Mary Elizabeth Bowser
Mary Elizabeth Bowser 1822 - ?
As A yong girl Mary Elizabeth Bowser was purchased by Richmond’s Van Lew family to be a playmate for young Elizabeth Van Lew. The two girls grew up together and were close friends. After being schooled in Philadelphia, Van Lew returned home an abolitionist and persuaded her widowed mother to free the family slaves. The Van Lews paid for Mary Bowser to attend a private school for women in Philadelphia.
When the Civil War broke out, ardent Unionist Elizabeth Van Lew decided she could best serve the cause by working as a spy and sending information on activities in Richmond to Union military leaders. Van Lew wrote Mary Bowser and asked her to give up her secure life in the North and return to Richmond and help in the dangerous work. The fact that Bowser obligingly returned to the Confederacy and the Van Lew home attests to the trust and friendship that existed between the two women.
In the Souther society, a slave was often nearly invisible. Bowser, a polished and well-educated freedwoman, adopted the guise of an ignorant slave and as such, she was able to pass through Confederate lines while carrying important information to Union commanders, Bowser accompanied Van Lew on visits to provide “Christian Charity” to Union officers in Libby Prison, and she helped Van Lew hide and care for prisoners who escaped. Bowser’s most important service to the Union came in 1864, when Van Lew arranged for her to work at the Confederate White House as a maid or nanny for President Jefferson Davis’s young children.

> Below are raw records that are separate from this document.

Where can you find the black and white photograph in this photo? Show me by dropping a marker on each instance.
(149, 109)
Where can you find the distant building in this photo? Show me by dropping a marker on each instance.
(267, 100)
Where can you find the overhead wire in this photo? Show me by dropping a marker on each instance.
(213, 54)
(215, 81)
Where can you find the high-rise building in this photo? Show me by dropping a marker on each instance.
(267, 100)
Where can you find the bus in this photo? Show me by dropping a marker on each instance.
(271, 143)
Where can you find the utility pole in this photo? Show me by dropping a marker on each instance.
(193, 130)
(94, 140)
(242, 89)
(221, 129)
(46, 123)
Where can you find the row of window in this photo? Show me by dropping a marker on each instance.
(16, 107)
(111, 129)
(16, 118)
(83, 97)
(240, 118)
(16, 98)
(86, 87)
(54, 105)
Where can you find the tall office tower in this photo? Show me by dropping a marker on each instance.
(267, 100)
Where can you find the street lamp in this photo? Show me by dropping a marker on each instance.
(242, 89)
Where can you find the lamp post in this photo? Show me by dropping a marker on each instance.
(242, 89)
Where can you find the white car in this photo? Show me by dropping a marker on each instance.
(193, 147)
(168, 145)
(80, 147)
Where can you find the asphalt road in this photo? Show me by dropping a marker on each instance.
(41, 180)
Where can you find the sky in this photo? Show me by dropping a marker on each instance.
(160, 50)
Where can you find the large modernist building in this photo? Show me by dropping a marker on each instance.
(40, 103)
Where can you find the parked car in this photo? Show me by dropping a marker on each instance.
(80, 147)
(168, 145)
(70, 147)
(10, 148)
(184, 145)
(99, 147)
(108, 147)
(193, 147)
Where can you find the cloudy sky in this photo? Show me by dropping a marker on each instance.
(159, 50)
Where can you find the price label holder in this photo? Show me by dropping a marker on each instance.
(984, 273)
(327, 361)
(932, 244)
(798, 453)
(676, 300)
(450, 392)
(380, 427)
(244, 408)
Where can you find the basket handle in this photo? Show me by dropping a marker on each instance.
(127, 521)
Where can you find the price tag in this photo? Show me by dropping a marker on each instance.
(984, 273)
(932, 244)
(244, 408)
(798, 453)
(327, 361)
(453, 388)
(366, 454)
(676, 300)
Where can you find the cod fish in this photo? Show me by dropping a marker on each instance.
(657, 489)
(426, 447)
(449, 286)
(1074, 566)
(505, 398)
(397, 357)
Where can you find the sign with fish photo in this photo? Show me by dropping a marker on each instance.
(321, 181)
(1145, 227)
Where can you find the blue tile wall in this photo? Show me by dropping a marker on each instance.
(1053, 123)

As Bowser went about her duties, often serving as waitress at dinner meetings that included top military and political leaders, she gathered important intelligence that Van Lew passed on to Union officials. Supposedly an illiterate slave, Bowser was able to read and sometimes make copies of documents she found on the president’s desk. At the end of the war Bowser returned to the North; nothing of her later life is known.